Thursday, July 23, 2009

Why did Big Brother remove paid-for content from Amazon's Kindles?; Guardian, 7/22/09

Bobbie Johnson via Guardian; Why did Big Brother remove paid-for content from Amazon's Kindles?: Kindle users were left seething when Amazon removed paid-for content from their devices, while the Popfly and GeoCities services are to close. How did we lose control of the digital products we use?:

""Amazon offered a product, which I legally purchased, and had in my possession until their electronic burglar stole it from me," said another affected user. "Amazon has no right to go into my Kindle's memory and delete something without my knowledge or permission."

Why were people so offended? Customers weren't really angry about the gadget, or the legality of the booksin question – they were furious with the sleight of hand Amazon performed by secretly removing them from their machines. They were aggrieved because they thought they had bought the books when in fact, it turned out, they were merely renting them.

"We have long been concerned that digital rights management is essentially tricking people," says Cindy Cohn, legal director of the Electronic Frontier Foundation, the campaign group based in San Francisco. "It's creating a situation where people think they've purchased something – in the way you might purchase a pair of shoes, for example. But from the perspective of the seller, and often from the perspective of the law, it's quite a lot less."

Digital wrongs

No wonder Amazon customers were so annoyed: it's as if they walked into a bookshop to pick up a new best-seller, only to discover later that the shop was actually a library and they had to give it back.

In the past, arguments over these sorts of issues have focused heavily on the use of digital rights management (DRM), the copy protection software that makes it difficult to rip DVDs to your computer, for example, even for personal use.

But the Kindle debacle is more than just book-banning or copyright infringement. There is something even more pernicious going on: not only do these systems restrict your ability to do what you want with your media – they also change the basic DNA of the thing you're purchasing.

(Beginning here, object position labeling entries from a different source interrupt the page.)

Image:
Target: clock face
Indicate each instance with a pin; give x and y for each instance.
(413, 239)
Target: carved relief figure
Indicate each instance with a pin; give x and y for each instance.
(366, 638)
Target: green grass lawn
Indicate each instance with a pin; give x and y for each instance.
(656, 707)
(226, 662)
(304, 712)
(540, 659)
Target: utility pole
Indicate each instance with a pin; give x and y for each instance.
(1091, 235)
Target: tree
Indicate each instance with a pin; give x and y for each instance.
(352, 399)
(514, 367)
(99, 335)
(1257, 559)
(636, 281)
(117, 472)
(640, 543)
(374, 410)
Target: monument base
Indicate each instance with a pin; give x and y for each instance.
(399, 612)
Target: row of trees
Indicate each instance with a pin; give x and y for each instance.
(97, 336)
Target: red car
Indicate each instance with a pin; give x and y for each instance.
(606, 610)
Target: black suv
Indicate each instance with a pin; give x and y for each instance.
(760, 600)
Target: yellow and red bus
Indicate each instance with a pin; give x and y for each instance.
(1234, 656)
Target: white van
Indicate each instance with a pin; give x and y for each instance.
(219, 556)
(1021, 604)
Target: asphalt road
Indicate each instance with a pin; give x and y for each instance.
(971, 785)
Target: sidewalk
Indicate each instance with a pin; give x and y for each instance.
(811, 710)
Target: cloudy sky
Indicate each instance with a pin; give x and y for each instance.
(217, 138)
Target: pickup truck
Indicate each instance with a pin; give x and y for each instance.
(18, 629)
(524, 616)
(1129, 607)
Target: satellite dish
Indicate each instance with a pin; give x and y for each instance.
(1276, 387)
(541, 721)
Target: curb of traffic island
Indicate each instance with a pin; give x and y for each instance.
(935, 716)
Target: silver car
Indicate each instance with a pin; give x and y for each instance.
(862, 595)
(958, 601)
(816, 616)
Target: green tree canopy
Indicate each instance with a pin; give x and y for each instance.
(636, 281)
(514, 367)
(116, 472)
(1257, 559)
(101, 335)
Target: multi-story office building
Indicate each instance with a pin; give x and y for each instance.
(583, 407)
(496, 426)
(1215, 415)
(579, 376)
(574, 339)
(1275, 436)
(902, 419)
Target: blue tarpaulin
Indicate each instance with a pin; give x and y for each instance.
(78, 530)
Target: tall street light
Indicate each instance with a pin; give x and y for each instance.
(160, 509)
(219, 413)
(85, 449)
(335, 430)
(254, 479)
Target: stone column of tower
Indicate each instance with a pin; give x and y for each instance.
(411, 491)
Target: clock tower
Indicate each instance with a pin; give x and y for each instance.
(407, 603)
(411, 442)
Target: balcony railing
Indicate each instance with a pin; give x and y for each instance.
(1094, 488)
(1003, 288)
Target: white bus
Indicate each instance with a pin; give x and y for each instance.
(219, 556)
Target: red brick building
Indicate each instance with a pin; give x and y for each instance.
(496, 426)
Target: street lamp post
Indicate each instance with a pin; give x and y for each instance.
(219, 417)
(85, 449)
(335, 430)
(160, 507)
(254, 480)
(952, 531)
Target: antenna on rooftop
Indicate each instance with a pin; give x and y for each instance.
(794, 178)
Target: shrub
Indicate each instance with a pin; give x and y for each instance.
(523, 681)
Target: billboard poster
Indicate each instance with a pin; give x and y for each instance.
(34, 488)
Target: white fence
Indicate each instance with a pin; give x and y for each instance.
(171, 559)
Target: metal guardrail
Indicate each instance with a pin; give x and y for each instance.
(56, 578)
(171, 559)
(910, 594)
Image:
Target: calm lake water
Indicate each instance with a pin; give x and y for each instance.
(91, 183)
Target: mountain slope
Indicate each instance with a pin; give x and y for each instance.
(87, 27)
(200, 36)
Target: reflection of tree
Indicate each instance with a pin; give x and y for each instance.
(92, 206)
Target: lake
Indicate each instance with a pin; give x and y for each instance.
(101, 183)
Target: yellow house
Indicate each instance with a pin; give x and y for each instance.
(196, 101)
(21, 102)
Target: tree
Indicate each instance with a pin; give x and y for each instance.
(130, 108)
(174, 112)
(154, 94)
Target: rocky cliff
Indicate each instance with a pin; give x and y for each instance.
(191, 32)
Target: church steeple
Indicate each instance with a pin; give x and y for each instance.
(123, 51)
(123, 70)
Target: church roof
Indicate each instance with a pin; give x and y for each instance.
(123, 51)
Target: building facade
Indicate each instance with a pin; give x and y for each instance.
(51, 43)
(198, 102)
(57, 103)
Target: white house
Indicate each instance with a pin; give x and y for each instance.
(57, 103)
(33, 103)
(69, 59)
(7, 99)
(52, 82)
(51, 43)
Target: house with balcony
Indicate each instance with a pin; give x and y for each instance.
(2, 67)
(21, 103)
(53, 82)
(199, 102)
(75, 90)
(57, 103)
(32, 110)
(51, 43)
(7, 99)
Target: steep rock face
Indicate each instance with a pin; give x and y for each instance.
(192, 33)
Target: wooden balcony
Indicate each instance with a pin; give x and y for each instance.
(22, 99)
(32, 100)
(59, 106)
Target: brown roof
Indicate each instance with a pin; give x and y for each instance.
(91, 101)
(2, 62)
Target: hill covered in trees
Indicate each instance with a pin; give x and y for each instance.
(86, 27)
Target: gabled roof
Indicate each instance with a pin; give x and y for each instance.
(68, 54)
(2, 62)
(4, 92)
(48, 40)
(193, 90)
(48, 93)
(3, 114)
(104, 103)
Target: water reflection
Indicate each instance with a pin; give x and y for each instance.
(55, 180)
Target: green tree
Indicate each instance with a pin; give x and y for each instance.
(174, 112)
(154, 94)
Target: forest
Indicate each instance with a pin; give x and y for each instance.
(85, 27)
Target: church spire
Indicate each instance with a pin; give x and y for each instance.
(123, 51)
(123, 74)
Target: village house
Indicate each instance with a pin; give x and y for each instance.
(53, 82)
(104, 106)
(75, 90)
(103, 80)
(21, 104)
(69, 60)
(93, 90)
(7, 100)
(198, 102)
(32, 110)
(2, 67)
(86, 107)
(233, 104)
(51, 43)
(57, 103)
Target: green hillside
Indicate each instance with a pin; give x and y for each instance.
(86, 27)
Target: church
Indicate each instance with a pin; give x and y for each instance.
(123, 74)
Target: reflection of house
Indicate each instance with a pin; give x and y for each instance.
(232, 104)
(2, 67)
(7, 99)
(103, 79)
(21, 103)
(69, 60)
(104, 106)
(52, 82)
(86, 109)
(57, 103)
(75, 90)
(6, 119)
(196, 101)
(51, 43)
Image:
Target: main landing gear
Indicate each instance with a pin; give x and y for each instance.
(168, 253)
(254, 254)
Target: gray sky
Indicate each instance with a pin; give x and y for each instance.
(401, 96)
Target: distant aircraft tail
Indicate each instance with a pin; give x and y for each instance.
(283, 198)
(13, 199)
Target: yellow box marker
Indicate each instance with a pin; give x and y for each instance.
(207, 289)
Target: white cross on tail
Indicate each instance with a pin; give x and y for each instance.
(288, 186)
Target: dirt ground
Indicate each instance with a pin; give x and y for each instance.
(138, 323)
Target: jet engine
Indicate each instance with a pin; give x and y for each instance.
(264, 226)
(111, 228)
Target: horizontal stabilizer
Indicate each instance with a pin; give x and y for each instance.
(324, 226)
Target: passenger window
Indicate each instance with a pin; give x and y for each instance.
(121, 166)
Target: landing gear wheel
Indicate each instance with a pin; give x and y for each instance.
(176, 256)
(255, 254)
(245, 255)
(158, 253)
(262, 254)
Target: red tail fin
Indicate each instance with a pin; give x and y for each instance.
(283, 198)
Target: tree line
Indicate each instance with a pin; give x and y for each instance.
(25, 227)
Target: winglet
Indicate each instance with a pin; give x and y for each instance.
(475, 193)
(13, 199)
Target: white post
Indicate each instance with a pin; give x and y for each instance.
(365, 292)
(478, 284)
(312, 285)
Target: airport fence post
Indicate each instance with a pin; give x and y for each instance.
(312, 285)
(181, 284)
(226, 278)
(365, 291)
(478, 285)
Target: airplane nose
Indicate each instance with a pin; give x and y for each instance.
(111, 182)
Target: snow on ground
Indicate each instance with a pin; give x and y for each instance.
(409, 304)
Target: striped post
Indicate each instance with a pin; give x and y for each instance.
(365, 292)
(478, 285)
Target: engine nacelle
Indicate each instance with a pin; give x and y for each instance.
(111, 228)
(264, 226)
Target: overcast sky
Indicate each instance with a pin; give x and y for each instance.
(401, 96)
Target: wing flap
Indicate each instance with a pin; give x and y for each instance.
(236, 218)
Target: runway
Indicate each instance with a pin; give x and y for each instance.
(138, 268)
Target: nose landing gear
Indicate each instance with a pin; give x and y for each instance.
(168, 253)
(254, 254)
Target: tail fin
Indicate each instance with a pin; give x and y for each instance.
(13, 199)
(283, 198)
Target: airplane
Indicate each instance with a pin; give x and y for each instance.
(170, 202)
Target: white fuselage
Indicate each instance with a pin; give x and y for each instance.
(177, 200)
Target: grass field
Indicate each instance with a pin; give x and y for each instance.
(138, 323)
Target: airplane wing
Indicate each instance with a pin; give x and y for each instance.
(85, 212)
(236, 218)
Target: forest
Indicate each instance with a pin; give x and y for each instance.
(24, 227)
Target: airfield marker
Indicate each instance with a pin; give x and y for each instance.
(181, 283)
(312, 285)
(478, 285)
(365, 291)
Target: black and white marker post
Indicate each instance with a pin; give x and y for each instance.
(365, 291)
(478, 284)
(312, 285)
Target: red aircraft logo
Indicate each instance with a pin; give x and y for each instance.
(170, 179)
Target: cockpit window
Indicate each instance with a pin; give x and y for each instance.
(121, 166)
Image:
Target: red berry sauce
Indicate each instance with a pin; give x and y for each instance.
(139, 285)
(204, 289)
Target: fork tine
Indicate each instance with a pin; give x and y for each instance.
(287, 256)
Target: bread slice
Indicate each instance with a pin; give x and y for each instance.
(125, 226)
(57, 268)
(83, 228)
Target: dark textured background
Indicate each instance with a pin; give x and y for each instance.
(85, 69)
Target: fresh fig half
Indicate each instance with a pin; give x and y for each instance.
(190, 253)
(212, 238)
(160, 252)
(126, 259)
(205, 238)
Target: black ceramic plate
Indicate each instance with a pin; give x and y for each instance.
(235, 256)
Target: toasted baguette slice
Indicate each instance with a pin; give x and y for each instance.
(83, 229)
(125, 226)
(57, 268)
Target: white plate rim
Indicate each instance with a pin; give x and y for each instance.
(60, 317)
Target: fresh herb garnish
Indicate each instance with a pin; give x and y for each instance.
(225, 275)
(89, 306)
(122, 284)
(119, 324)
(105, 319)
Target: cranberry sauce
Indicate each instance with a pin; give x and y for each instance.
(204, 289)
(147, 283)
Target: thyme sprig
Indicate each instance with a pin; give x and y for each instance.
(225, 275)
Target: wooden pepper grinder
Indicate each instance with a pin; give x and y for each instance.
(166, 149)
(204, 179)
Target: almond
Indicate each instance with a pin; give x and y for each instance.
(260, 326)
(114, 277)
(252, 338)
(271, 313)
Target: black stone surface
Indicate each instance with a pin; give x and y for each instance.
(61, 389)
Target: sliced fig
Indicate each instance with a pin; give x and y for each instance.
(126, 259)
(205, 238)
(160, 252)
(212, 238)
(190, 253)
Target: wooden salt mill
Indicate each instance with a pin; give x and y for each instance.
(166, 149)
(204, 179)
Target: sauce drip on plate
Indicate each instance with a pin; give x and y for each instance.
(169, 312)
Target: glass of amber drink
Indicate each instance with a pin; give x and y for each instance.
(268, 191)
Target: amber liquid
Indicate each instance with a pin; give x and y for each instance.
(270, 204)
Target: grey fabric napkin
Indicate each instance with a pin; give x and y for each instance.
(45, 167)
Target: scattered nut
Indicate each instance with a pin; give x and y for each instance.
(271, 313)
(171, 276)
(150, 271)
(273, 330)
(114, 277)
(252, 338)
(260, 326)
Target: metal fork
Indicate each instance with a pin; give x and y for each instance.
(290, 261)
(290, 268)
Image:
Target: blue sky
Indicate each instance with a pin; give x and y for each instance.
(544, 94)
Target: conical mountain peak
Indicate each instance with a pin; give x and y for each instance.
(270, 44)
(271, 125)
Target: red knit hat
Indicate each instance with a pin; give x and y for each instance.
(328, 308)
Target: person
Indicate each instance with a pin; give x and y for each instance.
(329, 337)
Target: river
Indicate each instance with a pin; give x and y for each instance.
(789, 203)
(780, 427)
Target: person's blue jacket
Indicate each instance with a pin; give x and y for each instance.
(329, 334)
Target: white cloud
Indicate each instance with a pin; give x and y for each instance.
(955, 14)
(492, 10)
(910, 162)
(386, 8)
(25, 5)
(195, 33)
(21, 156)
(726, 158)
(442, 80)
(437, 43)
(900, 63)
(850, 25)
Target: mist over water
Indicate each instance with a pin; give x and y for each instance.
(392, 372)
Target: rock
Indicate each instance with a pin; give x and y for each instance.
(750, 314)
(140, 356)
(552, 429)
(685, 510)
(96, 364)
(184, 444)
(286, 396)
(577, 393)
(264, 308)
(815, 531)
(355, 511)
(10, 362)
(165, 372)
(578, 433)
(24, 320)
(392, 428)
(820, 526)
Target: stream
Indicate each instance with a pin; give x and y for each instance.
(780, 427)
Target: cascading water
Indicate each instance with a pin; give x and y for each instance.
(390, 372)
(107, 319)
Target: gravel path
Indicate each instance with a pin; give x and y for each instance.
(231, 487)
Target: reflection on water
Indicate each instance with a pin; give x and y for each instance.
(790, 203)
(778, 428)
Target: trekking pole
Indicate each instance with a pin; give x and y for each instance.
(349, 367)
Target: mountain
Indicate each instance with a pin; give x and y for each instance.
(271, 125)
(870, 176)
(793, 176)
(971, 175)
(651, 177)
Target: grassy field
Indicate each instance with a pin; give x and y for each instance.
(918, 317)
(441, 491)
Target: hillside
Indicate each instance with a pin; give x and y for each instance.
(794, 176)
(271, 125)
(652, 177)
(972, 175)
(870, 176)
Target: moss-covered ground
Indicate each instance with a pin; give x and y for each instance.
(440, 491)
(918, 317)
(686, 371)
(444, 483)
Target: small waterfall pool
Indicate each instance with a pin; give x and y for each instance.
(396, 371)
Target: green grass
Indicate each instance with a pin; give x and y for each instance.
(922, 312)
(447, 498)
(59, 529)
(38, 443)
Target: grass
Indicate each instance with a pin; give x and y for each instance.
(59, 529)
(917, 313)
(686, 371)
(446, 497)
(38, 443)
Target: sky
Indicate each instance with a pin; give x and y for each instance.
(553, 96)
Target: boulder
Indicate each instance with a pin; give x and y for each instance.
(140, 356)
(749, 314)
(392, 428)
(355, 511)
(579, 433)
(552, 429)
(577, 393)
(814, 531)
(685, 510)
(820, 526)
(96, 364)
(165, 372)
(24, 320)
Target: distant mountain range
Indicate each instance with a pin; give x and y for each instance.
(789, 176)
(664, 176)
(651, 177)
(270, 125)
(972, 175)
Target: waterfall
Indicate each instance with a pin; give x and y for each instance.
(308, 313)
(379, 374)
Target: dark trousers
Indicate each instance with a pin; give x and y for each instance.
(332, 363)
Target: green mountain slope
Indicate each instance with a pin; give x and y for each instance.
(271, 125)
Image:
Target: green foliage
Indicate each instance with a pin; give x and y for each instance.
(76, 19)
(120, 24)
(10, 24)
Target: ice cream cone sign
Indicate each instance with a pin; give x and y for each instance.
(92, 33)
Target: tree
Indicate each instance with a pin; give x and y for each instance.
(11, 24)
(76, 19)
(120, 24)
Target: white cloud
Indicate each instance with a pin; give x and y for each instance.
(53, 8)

So what exactly are we buying into these days?

"If you think of a book as a piece of data, the idea that you own it but then it can be zapped or taken away at any time – I think that's extremely counter-intuitive," says Jonathan Zittrain, professor of internet law at Harvard Law School, who has been watching the situation closely. "Yet it's the way the architecture can work, unless we build in protections."

In his 2008 book The Future of the Internet and How to Stop It, Zittrain warned that devices to store data and code are increasingly becoming information appliances that are controlled by the manufacturer, not the user – precisely the situation the Kindle has presented...

Ed Felten, professor of computer science at Princeton University, says the problem is a "lack of transparency".

"If customers had known this sort of thing were possible, they would have spoken up against it," he wrote on his blog, Freedom to Tinker."